Kedua, pembinaan yang seharusnya diberikan perusahaan kepada pekerja sebelum, selama, dan sesudah masa kerja belum berjalan sempurna. Bahkan, pembinaan setelah masa pensiun juga belum berjalan.

"Janji bahwa UU ketenagakerjaan itu akan memberikan pembinaan sebelum, selama, dan sesudah. Nah bagaimana kemudian menagih janji UU itu. Bahwa sebelum, semua pekerja berhak mendapat vokasi keterampilan, pada siapa? Selama ini kan yang menyiapkan Disnaker, Depnaker, pelatihan BLK (Balai Latihan Kerja, tapi itu terbatas," kata Djoko

"Nanti kalau sudah selesai misal umur 60 tahun, kan tentunya masih ingin bekerja tapi yang sesuai dengan kondisinya. Itu pemerintah harus menyiapkan, pelatihan, segala macam. Tapi kalau Pak Menteri bilang, ada di BLK, tapi nanti kalau lihat BLK cuma begini," sambungnya.


Djoko menambahkan, jika revisi UU Ketenagakerjaan mulai diproses maka serikat pekerja diharapkan bisa ikut terlibat.

"UU itu kan nggak kayak kitab suci agama, mau direvisi itu boleh, silakan. Makanya dari serikat pekerja juga harus menganalisa, dilihat yang mau direvisi itu apa," tandasnya.

Merugikan buruh

Presiden Konfederasi Serikat Pekerja Seluruh Indonesia (KSPI) Said Iqbal mengatakan, revisi UU nomor 13 tahun 2003 yang diajukan Apindo dan Kadin (Kamar Dagang dan Industri) justru merugikan buruh.

"Pertama, UU nomor 13 ini sudah beberapa kali mau direvisi. Dan mayoritas serikat buruh, ini menolak untuk diadakan revisi UU nomor 13 tahun 2013 tersebut. Sudah beberapa kali, bisa dicek record-nya, beberapa menteri ingin merevisi, tapi selalu ditolak oleh mayoritas serikat buruh. Apa alasannya? Pertama isi revisi yang diajukan oleh pemerintah itu merugikan kesejahteraan dan kepentingan serikat buruh," jelas Said kepada detikFinance, Senin (1/7/2019).

Said mengatakan, salah satu poin yang diajukan untuk revisi yakni nilai pesangon. Nilai pesangon tersebut diajukan untuk dilakukan pengurangan.

"Misal mengurangi nilai pesangon, itu yang paling ditolak oleh serikat buruh. Jadi revisi yang dilakukan pemerintah dan Apindo ingin mengurangi nilai pesangon," kata Said.

Kemudian, pembebasan tenaga kerja outsourcing.

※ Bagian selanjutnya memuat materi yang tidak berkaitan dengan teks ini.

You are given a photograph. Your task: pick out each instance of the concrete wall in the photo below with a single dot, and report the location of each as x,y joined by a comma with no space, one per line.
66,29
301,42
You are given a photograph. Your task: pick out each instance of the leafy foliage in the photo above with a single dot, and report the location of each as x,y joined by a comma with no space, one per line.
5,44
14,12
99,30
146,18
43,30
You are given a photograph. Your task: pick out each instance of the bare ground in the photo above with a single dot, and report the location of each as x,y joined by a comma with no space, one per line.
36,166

Sebelumnya, penggunaan tenaga kerja outsourcing dibatasi hanya 5 jenis pekerjaan.

"Atau contoh yang lain adalah diusulkan penggunaan tenaga kerja outsourcing dibebaskan, tanpa pembatasan. Kan sekarang dibatasi, yang boleh menggunakan tenaga kerja outsourcing hanya 5 jenis pekerjaan, yaitu driver, security, cleaning service, catering, dan jasa penunjang tenaga pertambangan dan perminyakan," jelas Said.

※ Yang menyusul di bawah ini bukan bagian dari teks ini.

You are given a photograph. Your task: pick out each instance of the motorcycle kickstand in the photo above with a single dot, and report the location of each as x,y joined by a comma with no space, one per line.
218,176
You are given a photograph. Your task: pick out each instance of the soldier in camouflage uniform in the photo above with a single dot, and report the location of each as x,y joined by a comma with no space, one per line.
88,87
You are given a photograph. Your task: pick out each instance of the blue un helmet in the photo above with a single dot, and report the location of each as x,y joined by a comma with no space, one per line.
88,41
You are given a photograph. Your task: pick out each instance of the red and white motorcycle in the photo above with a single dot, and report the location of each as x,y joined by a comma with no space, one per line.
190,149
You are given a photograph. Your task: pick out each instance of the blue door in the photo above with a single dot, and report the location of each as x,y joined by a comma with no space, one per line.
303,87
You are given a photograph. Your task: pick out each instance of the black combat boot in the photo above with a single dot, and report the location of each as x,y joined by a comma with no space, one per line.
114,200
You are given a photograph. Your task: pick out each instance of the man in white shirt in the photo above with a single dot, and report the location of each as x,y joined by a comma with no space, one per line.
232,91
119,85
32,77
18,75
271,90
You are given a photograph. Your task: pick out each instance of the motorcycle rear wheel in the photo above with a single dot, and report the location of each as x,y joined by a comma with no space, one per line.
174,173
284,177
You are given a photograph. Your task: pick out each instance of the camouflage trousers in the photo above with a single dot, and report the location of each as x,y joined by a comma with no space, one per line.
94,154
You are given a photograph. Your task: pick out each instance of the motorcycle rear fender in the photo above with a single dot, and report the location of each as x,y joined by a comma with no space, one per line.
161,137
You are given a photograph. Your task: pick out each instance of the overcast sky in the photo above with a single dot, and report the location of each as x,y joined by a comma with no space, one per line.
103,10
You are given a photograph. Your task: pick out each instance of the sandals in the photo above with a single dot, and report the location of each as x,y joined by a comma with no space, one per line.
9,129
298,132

Selanjutnya adalah poin terkait kenaikan upah minimum setiap tahun dibatasi menjadi dua tahun sekali, dan juga hak mogok dibatasi.

"Isi revisi yang ditolak dengan keras adalah penetapan upah minimum dua tahun sekali. Kalau sekarang kan setiap tahun kenaikan upah minimum. Nanti diusulkan dua tahun sekali. Ada juga kemudian yang merugikan serikat buruh adalah hak mogok akan dibatasi dengan ketat," papar Said.